Schularbeiten können an AHS-Oberstufen, berufsbildenden mittleren und höheren Schulen und Berufsschulen im Präsenzunterricht stattfinden. Voraussetzung für die Abhaltung von Schularbeiten und anderen schriftlichen Leistungsfeststellungen ist eine zeitgerechte und intensive Vorbereitung im Unterricht. Pro Tag und Woche darf nicht mehr als die Zahl an Schularbeiten stattfinden, die für die jeweilige Schulart festgelegt ist (Volksschulen, Mittelschulen, Polytechnische Schulen, AHS: maximal eine pro Tag, maximal zwei pro Woche; BMHS: maximal eine pro Tag, maximal drei pro Woche; Berufsschule: maximal zwei pro Tag, in lehrgangsmäßigen Berufsschulen maximal drei pro Woche). In der Primarstufe und Sekundarstufe I sowie in Polytechnischen Schulen müssen Schularbeiten verschoben werden oder entfallen.

Für das Wintersemester 2020/21 gilt:

  • In jedem Unterrichtsgegenstand darf max. eine Schularbeit stattfinden.
  • Bei Verschiebung des Termins einer Schularbeit kann der Lehrstoff erneut bekannt gegeben werden. Dabei ist darauf zu achten, dass der Umfang der Stoffgebiete angemessen und durch die Schülerinnen und Schüler bewältigbar ist.
  • Schularbeiten, die nicht stattgefunden haben oder von Schülerinnen und Schülern (z. B. aufgrund von Quarantäne) versäumt wurden, sind nicht nachzuholen, sofern dies im betreffenden Semester nicht möglich ist und mit den anderen Leistungsfeststellungen eine sichere Leistungsbeurteilung möglich ist. Eine Absage von Schularbeiten soll in Abschlussklassen nach Möglichkeit vermieden werden.
  • Es ist sicherzustellen, dass Schularbeiten, die durchgeführt wurden und bei denen mehr als die Hälfte der Schülerinnen und Schüler mit "Nicht genügend" zu beurteilen war, nach Wiederaufnahme des Präsenzbetriebs wiederholt werden.

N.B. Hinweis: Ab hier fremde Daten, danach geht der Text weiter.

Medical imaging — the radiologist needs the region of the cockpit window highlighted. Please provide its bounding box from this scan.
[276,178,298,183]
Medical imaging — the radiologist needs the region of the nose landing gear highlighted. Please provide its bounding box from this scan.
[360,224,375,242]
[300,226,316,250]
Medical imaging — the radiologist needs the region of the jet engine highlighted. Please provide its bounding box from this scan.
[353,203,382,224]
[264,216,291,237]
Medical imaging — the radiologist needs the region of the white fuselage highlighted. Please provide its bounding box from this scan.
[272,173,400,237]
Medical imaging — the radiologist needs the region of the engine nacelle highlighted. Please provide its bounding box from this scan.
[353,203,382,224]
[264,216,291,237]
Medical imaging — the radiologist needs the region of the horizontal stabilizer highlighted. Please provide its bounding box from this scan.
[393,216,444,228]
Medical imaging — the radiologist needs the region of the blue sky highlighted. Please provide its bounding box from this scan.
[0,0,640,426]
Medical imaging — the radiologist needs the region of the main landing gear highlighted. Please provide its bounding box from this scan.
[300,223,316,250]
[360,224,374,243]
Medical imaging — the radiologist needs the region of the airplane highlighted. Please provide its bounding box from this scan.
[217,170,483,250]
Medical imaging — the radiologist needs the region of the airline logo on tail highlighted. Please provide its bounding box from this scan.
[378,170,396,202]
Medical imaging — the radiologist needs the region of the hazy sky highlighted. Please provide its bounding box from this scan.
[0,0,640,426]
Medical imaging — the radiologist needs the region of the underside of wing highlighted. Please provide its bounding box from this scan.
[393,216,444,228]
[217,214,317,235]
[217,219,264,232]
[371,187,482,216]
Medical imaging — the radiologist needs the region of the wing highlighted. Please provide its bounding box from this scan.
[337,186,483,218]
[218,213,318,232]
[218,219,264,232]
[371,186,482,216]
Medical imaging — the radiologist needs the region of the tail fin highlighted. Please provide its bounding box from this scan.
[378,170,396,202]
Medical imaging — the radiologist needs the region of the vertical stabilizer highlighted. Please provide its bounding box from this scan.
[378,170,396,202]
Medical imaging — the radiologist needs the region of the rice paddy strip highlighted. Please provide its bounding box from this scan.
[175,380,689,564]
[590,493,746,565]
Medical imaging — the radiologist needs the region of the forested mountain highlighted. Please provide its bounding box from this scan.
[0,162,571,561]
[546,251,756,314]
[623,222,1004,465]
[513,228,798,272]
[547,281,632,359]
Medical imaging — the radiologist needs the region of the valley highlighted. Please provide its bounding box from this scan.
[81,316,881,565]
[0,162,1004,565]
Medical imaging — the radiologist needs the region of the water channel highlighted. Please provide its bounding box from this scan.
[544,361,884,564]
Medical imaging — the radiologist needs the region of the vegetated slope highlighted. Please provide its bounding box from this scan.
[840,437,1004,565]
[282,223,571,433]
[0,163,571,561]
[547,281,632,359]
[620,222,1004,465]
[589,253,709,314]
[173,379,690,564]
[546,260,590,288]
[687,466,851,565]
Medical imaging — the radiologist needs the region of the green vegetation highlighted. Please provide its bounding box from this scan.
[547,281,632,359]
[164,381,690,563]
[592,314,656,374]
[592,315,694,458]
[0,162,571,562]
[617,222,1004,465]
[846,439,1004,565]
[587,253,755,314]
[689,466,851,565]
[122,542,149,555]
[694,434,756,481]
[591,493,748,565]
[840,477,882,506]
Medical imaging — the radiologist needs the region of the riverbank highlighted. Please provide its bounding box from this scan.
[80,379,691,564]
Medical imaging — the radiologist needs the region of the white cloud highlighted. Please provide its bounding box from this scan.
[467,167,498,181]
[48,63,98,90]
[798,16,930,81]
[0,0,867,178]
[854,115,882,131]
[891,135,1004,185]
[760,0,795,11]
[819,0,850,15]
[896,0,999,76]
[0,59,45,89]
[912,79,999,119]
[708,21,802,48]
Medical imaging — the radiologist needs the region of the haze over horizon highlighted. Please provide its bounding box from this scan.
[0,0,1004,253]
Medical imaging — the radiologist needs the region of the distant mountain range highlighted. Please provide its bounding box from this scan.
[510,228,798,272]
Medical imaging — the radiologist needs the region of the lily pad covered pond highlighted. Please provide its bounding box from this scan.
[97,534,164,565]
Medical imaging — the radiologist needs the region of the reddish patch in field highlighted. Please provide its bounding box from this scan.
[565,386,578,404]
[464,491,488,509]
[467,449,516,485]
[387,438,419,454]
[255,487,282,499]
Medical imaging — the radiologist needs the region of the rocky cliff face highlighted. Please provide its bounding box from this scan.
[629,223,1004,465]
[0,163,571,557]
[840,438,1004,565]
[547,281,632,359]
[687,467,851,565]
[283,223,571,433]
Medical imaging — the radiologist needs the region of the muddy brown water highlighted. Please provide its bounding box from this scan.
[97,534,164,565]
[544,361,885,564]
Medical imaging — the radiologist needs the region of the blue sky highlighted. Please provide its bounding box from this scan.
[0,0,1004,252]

Matura im Schuljahr 2020/21

Das Unterrichtsjahr endet am 2. Mai, die schriftliche Reifeprüfung findet am 20. Mai statt und dazwischen gibt es einen zweiwöchigen Ergänzungsunter­richt. Zusätzlich gibt es bereits nach Weihnachten einen zusätzlichen För­derunterricht für Maturaklassen im Ausmaß von zwei Wochenstunden pro Klasse.

Weiters finden die Präsentation und die Diskussion der vorwissenschaftlichen Arbeiten, Diplom- oder Abschlussarbeiten freiwillig statt und können notfalls auch im virtuellen Raum stattfinden.

Die Anzahl der schriftlichen Klausurarbeiten wird nicht eingeschränkt, dafür wird die Klausurarbeitszeit um 60 Minuten verlängert.

Die Jahresnote wird nach wie vor berücksichtigt. Bei der schriftlichen Klau­surarbeit muss ein Schwellenwert von 30 Prozent erreicht werden - statt zumindest 50 Prozent. Diesmal sollte also kein leeres Blatt abgegeben werden.

Bei der mündlichen Prüfung werden die Themenbereiche auf maximal ein Drittel eingeschränkt. Dies ist für die Maturantinnen und Maturanten erfreu­lich, da sie in diesem Jahr andere wichtige Dinge wie Selbstorganisation, Eigen­verantwortung und Resilienz vertieft oder erlernt haben.